Making Your Bed

A Primer…

  • Vegetables love the sun. They require six hours (continuous, if possible) of sunlight each day, at least.
  • Vegetables must have good, loamy, well-drained soil. Most backyard soil is not perfect and needs a helping hand. Check with your local nursery or county extension office about soil testing, soil types, and soil enrichment.
  • Remember your plants need food and water, so where you plant them is important. A vegetable garden too near a tree will lose its nutrients to the tree’s greedy root system. On the other hand, a garden close to the house will help to discourage wild animals from nibbling away your potential harvest.
  • Vegetables need lots of water, at least one inch of water a week.

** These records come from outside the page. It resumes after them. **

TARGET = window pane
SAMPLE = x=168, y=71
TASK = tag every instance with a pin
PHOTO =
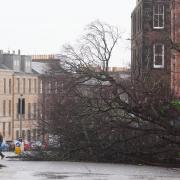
x=158, y=60
x=158, y=49
x=161, y=9
x=156, y=9
x=156, y=21
x=161, y=23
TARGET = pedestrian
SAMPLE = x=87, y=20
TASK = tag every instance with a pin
x=1, y=141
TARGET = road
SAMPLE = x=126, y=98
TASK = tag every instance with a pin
x=29, y=170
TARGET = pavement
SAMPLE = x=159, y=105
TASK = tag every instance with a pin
x=14, y=169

Preparing Soil for Gardening

  • If you have clay soil, add coarse sand (not beach sand), compost, and peat moss.
  • If you have sandy soil, add humus or aged manure, peat moss, or sawdust with some extra nitrogen. Heavy, clay-rich soil can also be added to improve the soil.
  • If you have silt soil, add coarse sand (not beach sand) or gravel and compost, or well-rotted horse manure mixed with fresh straw.

Soil Amendments and Benefits

  • Bark, ground: made from various tree barks. Improves soil structure.
  • Compost: excellent conditioner.
  • Leaf mold: decomposed leaves that add nutrients and structure to soil.
  • Lime: raises the pH of acid soil and helps loosen clay soil.
  • Manure: best if composted. Good conditioner.
  • Peat moss: conditioner that helps soil retain water.
  • Sand: improves drainage in clay soil.
  • Topsoil: usually used with another amendment. Replaces existing soil.